Ногти она неаккуратно подстригла и для пущего эффекта покусала кутикулу, так как при онихофагии так сбрасывают напряжение. На свидание с таким юродивым нюансом она появиться не могла, поэтому позже надела ажурные перчатки, под стать модному блейзеру с тонкими лацканами.

– Так не грызите их, дорогая, – всё с тем же спокойствием произнес врач. В вашем возрасте суставы у вас болеть не должны, да и работайте больше руками.

Займитесь рукоделием, постругайте капусту…

От последнего совета Анна съежилась, представив себя в переднике и набросив портретно несколько жировых складок для придания образа домохозяйки.

«Жировые складки» и сейчас были на ней. Она приобрела их в магазинчике с незамысловатым названием «Fancy shop» близ МКАДа. Неудивительно, что доктор советовал ей такие занятия, потому что, судя по её внешнему виду, ей больше ничего не полагалось, кроме как строгания капусты. А как ещё она должна была выглядеть, чтобы придать своей роли задрипанности и не веселости?

Притвориться психически неадекватной было просто необходимо для выписки психотропного препарата.

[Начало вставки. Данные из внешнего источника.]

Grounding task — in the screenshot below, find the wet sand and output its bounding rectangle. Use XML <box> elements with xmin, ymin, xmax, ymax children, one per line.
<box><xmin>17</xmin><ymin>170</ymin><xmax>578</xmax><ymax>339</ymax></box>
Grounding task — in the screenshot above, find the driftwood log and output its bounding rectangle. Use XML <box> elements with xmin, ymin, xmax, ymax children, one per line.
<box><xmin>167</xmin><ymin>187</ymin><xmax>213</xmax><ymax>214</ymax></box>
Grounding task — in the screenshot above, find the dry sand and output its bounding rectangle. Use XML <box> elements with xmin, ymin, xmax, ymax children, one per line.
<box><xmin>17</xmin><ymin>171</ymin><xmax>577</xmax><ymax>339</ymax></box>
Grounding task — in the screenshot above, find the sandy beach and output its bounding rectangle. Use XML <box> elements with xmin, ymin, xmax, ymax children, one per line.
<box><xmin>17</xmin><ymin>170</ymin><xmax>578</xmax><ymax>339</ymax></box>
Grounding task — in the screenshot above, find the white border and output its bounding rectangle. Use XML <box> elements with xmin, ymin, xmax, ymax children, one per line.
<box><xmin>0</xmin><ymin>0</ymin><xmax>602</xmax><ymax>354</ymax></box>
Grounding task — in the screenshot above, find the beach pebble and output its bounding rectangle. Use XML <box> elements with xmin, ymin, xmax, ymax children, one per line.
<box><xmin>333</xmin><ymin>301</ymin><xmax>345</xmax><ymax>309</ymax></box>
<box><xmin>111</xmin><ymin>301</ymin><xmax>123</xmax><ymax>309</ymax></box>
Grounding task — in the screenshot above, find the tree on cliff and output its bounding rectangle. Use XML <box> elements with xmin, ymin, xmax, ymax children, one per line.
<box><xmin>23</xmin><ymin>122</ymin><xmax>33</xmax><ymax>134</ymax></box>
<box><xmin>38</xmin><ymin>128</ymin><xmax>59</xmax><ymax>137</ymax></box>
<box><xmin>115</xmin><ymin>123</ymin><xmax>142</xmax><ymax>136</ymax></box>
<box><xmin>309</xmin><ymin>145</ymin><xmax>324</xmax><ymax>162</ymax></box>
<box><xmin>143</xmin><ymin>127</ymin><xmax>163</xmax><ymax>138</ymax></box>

Знакомый профессор вряд ли доверился бы ей и в этот раз. Повторное обращение за октаболлином может вызвать подозрения, которые ей были ни к чему. Конечно, врач мог бы прописать и что-нибудь другое, но по всей теории вероятности это было бы аналогичного спектра лекарство.

Подсыпать его, предварительно раздавив обычной столовой ложкой, Анна намеревалась вначале дома у Лукенко. Вероятность того, что он пригласит её к себе домой, была невелика, но Аня постаралась на славу, потратив ещё десять минут на преображение в больничном туалете. Парик с проседью и отвратным прямым пробором она выбросила, вспомнив, правда, о нём уже на пороге кафе. Благо, в засоренной мусорке ещё было достаточно места.

– Я дико извиняюсь, – прощебетала она, ещё не до конца отдышавшись – но такси задержалось из-за пробок.

Анну охватил тот самый сладковато-свежий букет мастера-химика, сочинившего столь возбуждающий оттеночный аромат знакомого, но неизведанного ею мужчины. К набежавшему от быстрой ходьбы жару прибавился другой – щемящий и приятный, сравнимый лишь только с желанием прикоснуться к красивому телу. Именно об этом Анна сейчас подумала, вообразив себе Андрея без рубашки. Она даже готова была подсыпать ему галлюциноген только после того, как посмотрит на него… Конечно, он мог бы и не пригласить к себе на огонёк, но если он взбрыкнёт, на этот случай Анна включит свое фирменное обаяние и даст почувствовать афродизиак в области шеи, приблизившись поближе. И тогда он не сможет отказаться.

«Пригласил же он её в это кафе! С явным намеком с её стороны, конечно, но пригласил же! А раз так, то дело остается за малым.

Презентация начнется завтра в десять. Это случится через 17 часов.

Неприлично много времени, чтобы поиграть…»

9.

Кто заражён страхом болезни, тот уже заражён болезнью страха.

Мишель Монтень

Катя Шемякина вышла во двор и уныло огляделась по сторонам. Машины заполонили все тротуары и парковочные места, давя на российские узкие дворики, близлежащие школы и детские сады. Она прошлась от одной линейки автомобилей к другой, щурясь от утреннего солнца нового дня.